The revision of history and the downplaying of National Socialism, which has found its sharpest expression to date in the call for the demolition of the Soviet memorial, is directly connected to the revival of German militarism.
To wage war again, the German ruling elite needs to trivialise its crimes in World War II. Since President Gauck, Foreign Minister Steinmeier and Defence Minister Von der Leyen announced the end of “the politics of military restraint” at the beginning of the year, a systematic assault on the anti-fascist and anti-militarist convictions deeply rooted in broad layers of the population has been under way.
To encircle and destabilise Russia, the German government collaborated with Svoboda, the heirs of Nazi collaborator Stepan Bandera, in the coup in Ukraine. Springer Publishers, once one of the strongest advocates of the Cold War, supported this alliance and gave opposition politician Vitaly Klitschko, who is backed by the conservative Konrad Adenauer Foundation, a regular column in the Bild newspaper. BZ, Bild and Die Welt seek to outdo each other in their war propaganda against Russia.
But the war propaganda has had little impact thus far. An overwhelming majority of the German population are opposed to the actions of the German government in Ukraine as well as to foreign interventions by the army.
At the beginning of the month, the deputy editor of Die Welt’s political section, Klaus Christian Malzahn, complained in Welt am Sonntag that NATO was becoming increasingly unpopular. “A majority of 53 percent spoke out against NATO monitoring and securing the airspace of eastern European partners to guard against potential Russian attacks,” Malzahn reported, before launching an attack on this majority. “Obviously, many ordinary Germans believe,” wrote Malzahn, that the federal republic can survive permanently “without out-of-area military interventions and burdensome NATO operations.”

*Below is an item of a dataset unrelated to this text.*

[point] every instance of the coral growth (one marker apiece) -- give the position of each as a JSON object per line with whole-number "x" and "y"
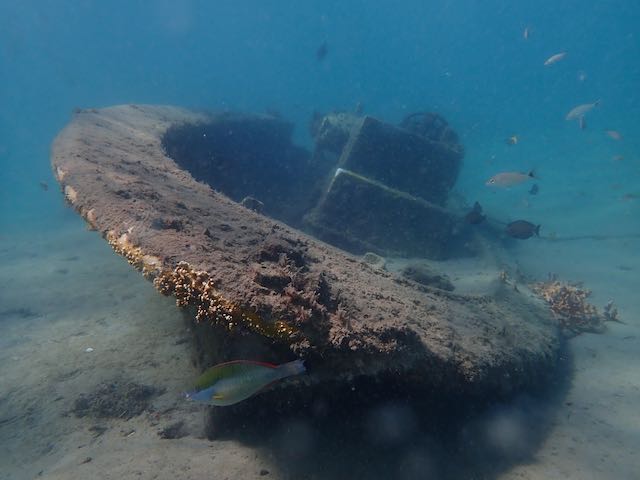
{"x": 148, "y": 264}
{"x": 569, "y": 302}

The Springer campaign against the Soviet memorial takes place in this context. The German government’s collaboration with fascist forces in Ukraine, who move from city to city destroying Lenin monuments and terrorising workers, has broken the dam. With the call to demolish the Soviet memorial, the Bild newspaper is attempting to mobilise the most backward elements against the anti-war sentiments of the majority of the population.